Fiona washes houses away, knocks out power in Canada
HALIFAX, Nova Scotia (AP) — Fiona washed houses into the sea, tore the roofs off others, and knocked out power to the vast majority of two Canadian provinces Saturday as it made landfall as a big, powerful post-tropical cyclone.
Fiona transformed from a hurricane into a post-tropical storm late Friday, but it still had hurricane-strength winds and brought drenching rains and huge waves.
There was no immediate confirmation of fatalities or injuries.
Ocean waves pounded the town of Channel-Port Aux Basques on the southern coast of Newfoundland, where entire structures were washed into the sea. Mayor Brian Button said Saturday over social media that people were being evacuated to high ground as winds knocked down power lines.
“We've already had houses … that are washed away,” he said.
Button said anybody who has been told to leave their home needs to leave.
“I'm seeing homes in the ocean. I'm seeing rubble floating all over the place.

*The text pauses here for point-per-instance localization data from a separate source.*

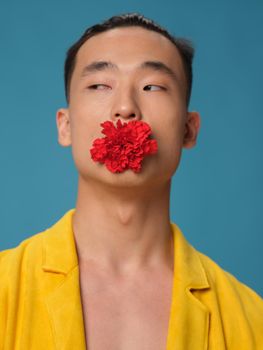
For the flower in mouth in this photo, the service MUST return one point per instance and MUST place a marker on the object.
(124, 146)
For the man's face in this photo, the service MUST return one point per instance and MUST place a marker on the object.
(128, 88)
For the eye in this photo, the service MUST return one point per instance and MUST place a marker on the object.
(98, 87)
(156, 87)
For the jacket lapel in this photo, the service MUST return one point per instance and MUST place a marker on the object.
(189, 318)
(62, 296)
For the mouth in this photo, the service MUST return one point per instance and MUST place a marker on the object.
(124, 145)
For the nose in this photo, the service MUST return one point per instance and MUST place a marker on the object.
(125, 106)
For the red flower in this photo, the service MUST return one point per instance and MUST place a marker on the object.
(124, 146)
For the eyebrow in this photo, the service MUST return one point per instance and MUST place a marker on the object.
(99, 66)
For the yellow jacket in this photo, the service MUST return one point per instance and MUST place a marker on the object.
(40, 303)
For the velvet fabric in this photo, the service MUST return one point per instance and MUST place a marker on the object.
(40, 302)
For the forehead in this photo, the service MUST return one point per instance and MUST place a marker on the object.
(129, 46)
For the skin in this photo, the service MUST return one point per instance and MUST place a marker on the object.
(122, 224)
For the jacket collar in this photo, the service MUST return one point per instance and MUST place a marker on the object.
(59, 249)
(189, 317)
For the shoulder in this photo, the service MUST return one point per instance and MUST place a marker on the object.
(236, 301)
(14, 260)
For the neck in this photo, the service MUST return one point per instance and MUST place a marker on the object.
(123, 230)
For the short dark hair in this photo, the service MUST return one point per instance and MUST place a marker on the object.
(183, 45)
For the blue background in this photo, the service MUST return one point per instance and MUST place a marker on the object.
(217, 192)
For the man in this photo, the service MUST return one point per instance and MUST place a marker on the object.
(115, 273)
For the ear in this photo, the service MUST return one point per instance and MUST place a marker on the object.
(192, 126)
(63, 126)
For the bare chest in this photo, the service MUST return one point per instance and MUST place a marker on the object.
(128, 316)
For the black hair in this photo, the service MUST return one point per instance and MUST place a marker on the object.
(184, 46)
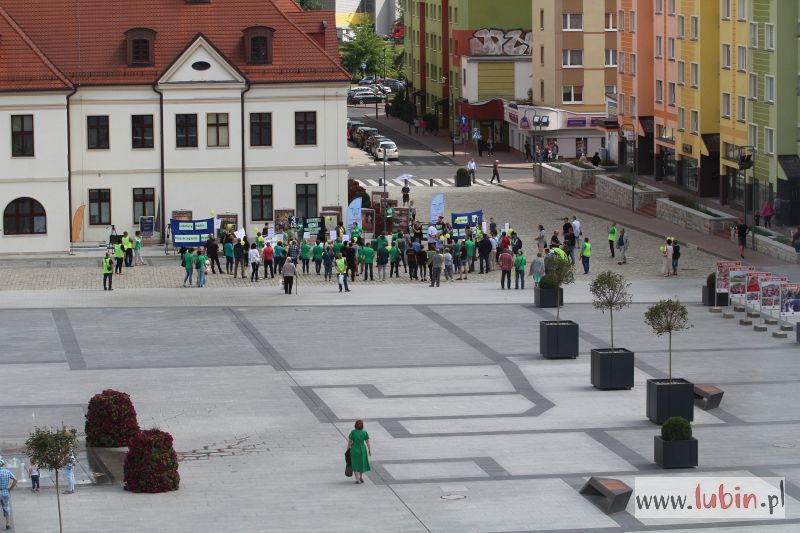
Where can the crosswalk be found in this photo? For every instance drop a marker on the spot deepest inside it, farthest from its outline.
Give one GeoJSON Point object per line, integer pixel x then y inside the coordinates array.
{"type": "Point", "coordinates": [417, 182]}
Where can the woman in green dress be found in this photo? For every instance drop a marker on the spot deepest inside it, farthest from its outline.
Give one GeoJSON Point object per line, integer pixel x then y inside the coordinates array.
{"type": "Point", "coordinates": [360, 450]}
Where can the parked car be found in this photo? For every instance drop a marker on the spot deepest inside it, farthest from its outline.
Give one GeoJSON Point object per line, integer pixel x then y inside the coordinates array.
{"type": "Point", "coordinates": [389, 148]}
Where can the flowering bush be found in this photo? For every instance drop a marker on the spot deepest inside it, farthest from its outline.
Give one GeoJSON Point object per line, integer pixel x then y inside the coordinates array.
{"type": "Point", "coordinates": [111, 420]}
{"type": "Point", "coordinates": [151, 464]}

It's complete and utter destruction. There's an apartment that is gone, that is literally just rubble,” said René J. Roy, a resident of Channel-Port Aux Basques and chief editor at Wreckhouse Press, said in a phone interview.
Roy estimated between eight to 12 houses and buildings have washed into the sea.
The Royal Canadian Police said the town of 4,000 is in a state of emergency as authorities deal with multiple electrical fires and residential flooding.
More than 415,000 Nova Scotia Power customers — about 80% of the province of almost 1 million — were affected by outages Saturday morning.
Over 82,000 customers in the province of Prince Edward Island, almost the entire province, were also without power, while NB Power in New Brunswick reported 44,329 were without electricity.